Cheng Hao (1032-1085) et Cheng Yi(1033-1107), comme les deux frères, ces deux philosophes sont rarement vus dans l'histoire de la philosophie. Ils habitaient lontemps à Luoyang, la fraction qu'ils avaient créé était appelée l'étude Luo. Ils étaient les fondateurs du taoïsme. Leur philosophie a pour centre la raison, et représente la tendance générale de la philosophie de la dynastie des Nansong et de celle de Beisong.
Cheng Hao était nommé le fonctionnaire dans la province de Shanxi, de Jiangsu, de l'autre Shanxi, et aussi à la capitale. Mais enfin il était expulsé de la cité à cause de son opposition de la loi Qingmiaoquxi. Après l'année 1072, il a enseigné ses recherches scientifiques à Luoyang. Il s'est assis toujours tranquillement comme un statut, mais il a parlé très gentil. Alors son petit frère Cheng Yi était beaucoup plus sévère.

Cheng Hao Cheng Yi
Plus différents sont les caractères, plus distincts les styles du savoir. Le grand ne s'entête pas dans les petites affaires mais son petite frère observe strictement les doctrines taoïste. Le premier influence la petite partie Xinxue du confucianisme, et le dernier affecte Zhu Xi et guide la tendance principale de la philosophie de la dynastie des Song et celle des Ming.
Cheng Hao considère le ciel comme la raison, qui est la base de la croissance de toutes les choses. L'abstraction de la méthaphysique et le concret n'ont pas les distinctions fondamentales. Il a développé les idées de Mencius: avant de connaître les raisons du ciel, l'homme doit prendre la conscience que toutes les choses leur concernent pour atteindre au niveau d'être heureux.
Ce niveau est bien exprimé dans son livre Déterminer la nature: le coeur du ciel et celui de la terre parcourent partout sans esprit concret ; les sages obéirent les règles des choses sans aucun sentiment personnel. C'est la continuation des esprits de Yijing et de Mencius, aussi de l'epistemologie de Zhou Dunyi, de Shao Yong, et Zhang Zai.
Bien que les connaissances de ces deux Cheng transmirent, il faut y penser soi-même pour comprendre la raison du ciel. Ils l'avaient fait comme ça. C'est pourquoi ils méritèrent le titre du philosophe. Ils réfléchirent avec coeur aux questions philosophiques qu'ils avaient espérerées résoudre. Par exemple, la raison du ciel, c'était la création philosophique produite après avoir approfondi leur connaissance; la délicatesse, c'était de saisir les méthodes de l'epistemologie à travers de ses expériences. C'était aussi une tradition concernant les théories de la phimosophie. A 24 ans, un de ses essais a été bien accueilli par le connu éducateur Huyuan de son époque. Malheureusement, Cheng Yi n'a jamais résussit aux examens d'entrer dans le milieu de fonctionnaire. Et puis il a abandonné cette sorte d'examen et s'est lancé dans l'enseignement.

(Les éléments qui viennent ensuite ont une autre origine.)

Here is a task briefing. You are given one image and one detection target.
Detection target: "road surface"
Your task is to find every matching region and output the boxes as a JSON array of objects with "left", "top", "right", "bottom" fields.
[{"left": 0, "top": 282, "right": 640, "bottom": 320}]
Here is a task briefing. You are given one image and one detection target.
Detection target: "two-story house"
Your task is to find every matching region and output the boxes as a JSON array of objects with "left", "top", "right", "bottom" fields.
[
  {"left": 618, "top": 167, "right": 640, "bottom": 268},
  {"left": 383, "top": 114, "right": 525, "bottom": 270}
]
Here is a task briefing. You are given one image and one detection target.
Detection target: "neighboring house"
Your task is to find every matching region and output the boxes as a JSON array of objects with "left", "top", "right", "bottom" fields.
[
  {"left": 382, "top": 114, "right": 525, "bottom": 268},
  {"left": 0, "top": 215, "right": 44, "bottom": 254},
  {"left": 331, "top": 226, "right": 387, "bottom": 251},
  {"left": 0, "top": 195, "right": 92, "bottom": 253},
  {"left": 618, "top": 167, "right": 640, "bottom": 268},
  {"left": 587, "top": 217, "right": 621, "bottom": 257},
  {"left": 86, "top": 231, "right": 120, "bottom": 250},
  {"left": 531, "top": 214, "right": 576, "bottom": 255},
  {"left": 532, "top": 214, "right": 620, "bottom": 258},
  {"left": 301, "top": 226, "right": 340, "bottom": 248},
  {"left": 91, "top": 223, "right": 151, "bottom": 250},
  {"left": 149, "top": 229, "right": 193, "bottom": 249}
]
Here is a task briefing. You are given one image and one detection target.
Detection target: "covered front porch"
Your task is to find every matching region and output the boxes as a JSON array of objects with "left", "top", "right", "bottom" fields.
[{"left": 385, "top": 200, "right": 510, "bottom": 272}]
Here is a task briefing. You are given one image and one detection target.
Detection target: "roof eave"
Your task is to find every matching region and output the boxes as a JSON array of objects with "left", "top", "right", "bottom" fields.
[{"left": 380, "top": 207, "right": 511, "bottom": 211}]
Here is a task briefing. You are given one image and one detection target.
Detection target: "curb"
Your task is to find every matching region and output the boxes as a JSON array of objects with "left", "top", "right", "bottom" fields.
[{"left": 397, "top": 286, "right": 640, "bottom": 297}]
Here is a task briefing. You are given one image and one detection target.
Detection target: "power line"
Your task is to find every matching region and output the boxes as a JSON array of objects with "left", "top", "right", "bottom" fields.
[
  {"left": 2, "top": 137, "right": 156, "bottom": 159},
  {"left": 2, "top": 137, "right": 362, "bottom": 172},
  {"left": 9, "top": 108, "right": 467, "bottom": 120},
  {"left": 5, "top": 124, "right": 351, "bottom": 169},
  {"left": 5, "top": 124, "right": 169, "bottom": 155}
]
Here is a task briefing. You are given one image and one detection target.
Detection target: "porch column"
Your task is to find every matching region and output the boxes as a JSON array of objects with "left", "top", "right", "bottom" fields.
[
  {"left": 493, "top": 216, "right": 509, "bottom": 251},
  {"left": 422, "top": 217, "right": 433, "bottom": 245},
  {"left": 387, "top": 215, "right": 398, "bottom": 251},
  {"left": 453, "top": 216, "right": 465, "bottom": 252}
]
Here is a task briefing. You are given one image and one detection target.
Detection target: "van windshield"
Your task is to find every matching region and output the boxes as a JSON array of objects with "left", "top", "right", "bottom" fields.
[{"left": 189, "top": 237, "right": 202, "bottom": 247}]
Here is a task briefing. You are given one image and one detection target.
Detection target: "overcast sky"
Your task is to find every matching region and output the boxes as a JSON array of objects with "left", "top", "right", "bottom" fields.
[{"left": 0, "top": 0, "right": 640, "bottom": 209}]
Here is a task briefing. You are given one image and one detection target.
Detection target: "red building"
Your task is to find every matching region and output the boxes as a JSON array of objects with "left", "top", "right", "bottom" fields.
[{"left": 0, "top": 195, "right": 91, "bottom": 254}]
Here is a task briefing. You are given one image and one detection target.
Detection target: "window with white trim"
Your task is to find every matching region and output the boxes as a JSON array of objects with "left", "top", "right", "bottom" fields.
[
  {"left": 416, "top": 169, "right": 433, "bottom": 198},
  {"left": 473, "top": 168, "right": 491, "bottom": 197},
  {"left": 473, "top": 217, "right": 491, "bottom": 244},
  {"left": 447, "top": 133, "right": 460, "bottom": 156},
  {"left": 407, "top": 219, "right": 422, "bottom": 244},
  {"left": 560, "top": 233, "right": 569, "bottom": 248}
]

En 1086, à l'aide de Si maguang, Cheng Yi a commencé à donner des cours à l'empereur. Pour élever son sens de respecter au professeur et de préférer au taoïsme, Cheng Yi a exgigé l'empereur de s'asseoir et la surveillance de sa mère. Parce que l'empereur était trop jeune, il n'aimait pas cet enseignant toujours sérieux. Une fois, Cheng Yi a vu son maître rompre une branche, l'a blâmé sur-le-champ d'avoir détruire les règles du printemps. Mais tant pis, ce petit a refusé l'enseignement de cette façon. Il a offensé aussi les autres ministres de la cour.
Après la mort de Si maguang, l'empereur a révoqué Cheng Yi sous un certain prétexte, l'a fait envoyer dans la provence Sich-uan. Il avait 67 ans à ce moment-là. Pendant la route du bateau, il a fait du vent et des vagues tandis que Cheng Yi était tranquillement comme avant.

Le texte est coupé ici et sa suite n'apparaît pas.